This article explores China’s scientific evolution from the Self-Strengthening Movement to the onset of the Second Sino-Japanese War, highlighting the interaction of traditional Chinese values, Western influences, and indigenous initiatives in shaping what can be termed “scientific dispositions.” During this period, science was pragmatically framed as a means to address national security and modernization, shaped by Western imperialism and domestic instability. Early efforts during the Self-Strengthening Movement emphasized practical knowledge, exemplified by the reframing of
gezhi to prioritize military and industrial applications, yet these initiatives lacked a broad intellectual or popular scientific culture. Figures like John Fryer and Xu Shou played key roles in adapting Western knowledge, but science remained a state tool rather than a holistic pursuit, reflecting a Confucian hierarchy that devalued technical expertise. Unlike Meiji Japan’s comprehensive integration of science, China’s approach was narrower and defensive, focusing on sovereignty preservation through technological mastery rather than advancing global knowledge. The overseas education movement marked a transformative shift, inspired by Japan’s modernization and later reinforced by U.S.-bound scholarships that prioritized practical subjects over classical learning. This period saw the rise of a scientific lexicon, institutions, and reforms that aligned education with technological imperatives, laying the foundation for modern epistemological frameworks. By the early twentieth century, a generational shift led by internationally educated intellectuals, such as those in the Science Society of China, championed scientism as a moral and pragmatic imperative, elevating empirical science as a vehicle for national rejuvenation while sidelining metaphysics, ethics, and aesthetics. Publications like
Kexue fostered a scientific community that advocated deterministic frameworks during debates like the “Science versus Metaphysics” controversy, further solidifying science’s role in societal transformation. Despite its reductionist tendencies, this scientism symbolized a recalibration of China’s intellectual priorities, transitioning from utilitarian state-driven objectives to a professionally grounded, ideologically charged model of scientific engagement.

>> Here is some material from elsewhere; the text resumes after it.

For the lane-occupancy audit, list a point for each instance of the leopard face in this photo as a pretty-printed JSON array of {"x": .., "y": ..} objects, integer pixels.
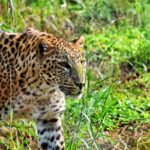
[
  {"x": 63, "y": 66},
  {"x": 37, "y": 71}
]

China’s scientific evolution reflected a dual impulse: a deep respect for its cultural heritage alongside a pragmatic adoption of Western methodologies, as illustrated by the shift from classical learning to “new learning” and the distinction between kexue (science) and keji (techno-science). This synthesis of Western and indigenous traditions was not a passive assimilation but an active reinterpretation that reshaped national identity, fostering intellectual resilience and enabling global integration. Through this lens, China’s “scientific disposition” not only propelled modernization and reinforced sovereignty but also grappled with the ethical and philosophical tensions inherent in scientific reductionism. Ultimately, this period redefined China’s intellectual landscape, establishing a foundation for future developments and asserting its place in global scientific discourse, where scientism became a dual symbol of national pride and survival, reflecting the balance between modernity and tradition.